Movie review by Greg Carlson
Directors Emily Kunstler and Sarah Kunstler, daughters of storied attorneys William Kunstler and Margaret Ratner, blend creative visual storytelling with keen legal and historical acumen to transform Jeffery Robinson’s potent stage lecture into one of the most vital documentaries of the year. “Who We Are: A Chronicle of Racism in America” uses a recording of Robinson’s 2018 presentation at Town Hall in New York as the basis for a sobering examination of the pervasive and insidious proliferation of institutionalized, race-based, anti-Black discrimination and oppression in the United States. It is exactly the kind of information so many politicians serving the Trump-influenced GOP fear will be taught in school.
Harvard-educated Robinson, the executive director of the Who We Are Project, was previously an ACLU deputy legal director and the director of the ACLU Trone Center for Justice and Equality, which houses the organization’s work on criminal justice, racial justice, and reform issues. He developed and refined his talk over the course of a decade, and the Kunstlers – who approached Robinson about imagining the piece as a documentary film – earned trust by, in Robinson’s words, “their clear commitment to engage in anti-racist self-reflection and action.” The filmmakers also guaranteed Robinson’s ownership of all rights to the movie as well as final editorial control.
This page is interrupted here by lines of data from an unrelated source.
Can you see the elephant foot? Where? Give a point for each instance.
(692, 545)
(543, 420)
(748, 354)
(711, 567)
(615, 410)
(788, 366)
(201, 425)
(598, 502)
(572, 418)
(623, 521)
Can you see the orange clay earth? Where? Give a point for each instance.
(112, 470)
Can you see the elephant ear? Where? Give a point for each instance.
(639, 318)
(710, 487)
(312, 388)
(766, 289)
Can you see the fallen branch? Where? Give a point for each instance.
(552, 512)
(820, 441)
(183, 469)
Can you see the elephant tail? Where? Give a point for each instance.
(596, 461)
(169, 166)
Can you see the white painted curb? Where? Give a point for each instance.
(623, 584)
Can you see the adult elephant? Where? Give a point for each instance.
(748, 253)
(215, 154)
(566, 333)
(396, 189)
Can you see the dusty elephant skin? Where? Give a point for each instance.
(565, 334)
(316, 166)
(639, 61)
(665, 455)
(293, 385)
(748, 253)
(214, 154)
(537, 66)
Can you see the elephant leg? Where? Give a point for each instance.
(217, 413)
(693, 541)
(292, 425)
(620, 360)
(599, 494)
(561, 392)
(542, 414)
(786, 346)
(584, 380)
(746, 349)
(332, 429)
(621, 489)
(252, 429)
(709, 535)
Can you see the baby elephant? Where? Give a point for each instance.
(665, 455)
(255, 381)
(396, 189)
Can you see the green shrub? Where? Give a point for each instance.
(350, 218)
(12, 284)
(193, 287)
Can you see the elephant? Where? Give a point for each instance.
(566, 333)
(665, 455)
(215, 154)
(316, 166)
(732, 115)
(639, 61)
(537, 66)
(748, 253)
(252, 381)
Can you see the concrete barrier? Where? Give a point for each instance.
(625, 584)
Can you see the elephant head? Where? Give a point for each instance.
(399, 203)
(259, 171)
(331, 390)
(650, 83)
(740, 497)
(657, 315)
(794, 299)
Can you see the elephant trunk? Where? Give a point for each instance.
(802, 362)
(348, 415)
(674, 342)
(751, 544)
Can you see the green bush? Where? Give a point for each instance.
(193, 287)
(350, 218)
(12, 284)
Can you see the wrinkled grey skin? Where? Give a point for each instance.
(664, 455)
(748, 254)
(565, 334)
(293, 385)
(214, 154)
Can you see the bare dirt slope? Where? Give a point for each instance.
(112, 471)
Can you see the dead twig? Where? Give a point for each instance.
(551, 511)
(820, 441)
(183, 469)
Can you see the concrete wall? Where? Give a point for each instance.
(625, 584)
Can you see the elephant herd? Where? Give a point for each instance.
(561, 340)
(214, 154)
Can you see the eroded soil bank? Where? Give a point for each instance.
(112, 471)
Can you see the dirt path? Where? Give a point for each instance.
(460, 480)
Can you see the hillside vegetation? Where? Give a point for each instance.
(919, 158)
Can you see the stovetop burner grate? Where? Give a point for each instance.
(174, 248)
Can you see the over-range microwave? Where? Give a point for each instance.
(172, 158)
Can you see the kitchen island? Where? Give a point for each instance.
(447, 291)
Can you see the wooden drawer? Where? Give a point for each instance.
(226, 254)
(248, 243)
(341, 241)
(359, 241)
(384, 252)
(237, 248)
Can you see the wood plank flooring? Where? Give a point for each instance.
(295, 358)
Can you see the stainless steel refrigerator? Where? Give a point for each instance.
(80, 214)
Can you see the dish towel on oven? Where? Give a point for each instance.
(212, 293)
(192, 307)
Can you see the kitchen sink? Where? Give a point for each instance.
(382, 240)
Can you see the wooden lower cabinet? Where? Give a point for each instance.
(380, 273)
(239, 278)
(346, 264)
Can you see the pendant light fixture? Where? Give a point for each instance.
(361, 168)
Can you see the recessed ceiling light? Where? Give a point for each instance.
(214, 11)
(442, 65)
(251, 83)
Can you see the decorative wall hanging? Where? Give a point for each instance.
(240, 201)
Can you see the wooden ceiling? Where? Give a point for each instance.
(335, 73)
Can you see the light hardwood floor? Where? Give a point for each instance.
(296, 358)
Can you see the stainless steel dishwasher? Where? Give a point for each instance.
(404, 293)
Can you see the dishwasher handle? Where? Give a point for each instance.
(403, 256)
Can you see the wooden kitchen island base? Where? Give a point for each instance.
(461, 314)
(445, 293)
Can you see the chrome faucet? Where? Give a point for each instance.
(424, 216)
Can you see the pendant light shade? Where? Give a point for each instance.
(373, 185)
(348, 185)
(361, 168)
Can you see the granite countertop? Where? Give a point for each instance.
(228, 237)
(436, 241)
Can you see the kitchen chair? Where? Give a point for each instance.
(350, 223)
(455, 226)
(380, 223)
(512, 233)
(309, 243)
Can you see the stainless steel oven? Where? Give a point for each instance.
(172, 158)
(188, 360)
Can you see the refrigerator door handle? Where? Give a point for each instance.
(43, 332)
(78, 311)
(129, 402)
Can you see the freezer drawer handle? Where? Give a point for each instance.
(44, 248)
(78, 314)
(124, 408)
Robinson’s stage version of “Who We Are” incorporates Power Point-style slides, graphics, video clips, and limited animation, “showing the receipts” for the many underreported realities linking America’s foundational reliance on the labor of enslaved people to the building of the nation. Even the very well-educated will gain fresh and eye-opening insights related to a wide-ranging number of topics. The hidden-in-plain-sight sentiment of slaveholder Francis Scott Key’s third verse to the Star-Spangled Banner, for example, is but one talking point: “No refuge could save the hireling and slave/From the terror of flight, or the gloom of the grave.”
And even though we don’t hear Run the Jewels performing “JU$T” on the soundtrack, Robinson reminds us that before Andrew Jackson brought enslaved servants to the White House when he became the president, he offered “ten dollars extra, for every hundred lashes any person will give him, to the amount of three hundred” in an ad seeking the capture of his runaway “property.” Twelve presidents of the United States owned people. Along the way, Robinson also addresses the 1921 “Black Wall Street” massacre in Tulsa, the practice of red-lining, the horror of lynchings, the assassination of Martin Luther King Jr. and the murders of black and brown people at the hands of police officers (then and now).
Like Ibram X. Kendi’s essential 2016 book “Stamped from the Beginning: The Definitive History of Racist Ideas in America,” Robinson’s thesis may at first feel overwhelmingly bleak and acutely painful, but it nevertheless conveys hope, promise, and possibility – if we are willing to put in the work. Some of the most effective scenes in the film version are the personal stories the Kunstlers persuaded an initially reluctant Robinson to include. And each time we cut away from the auditorium to Robinson interacting with folks – some friends, some strangers – “Who We Are” enters a dimension in which the author’s observations are transformed into the recognizably familiar and the intensely human.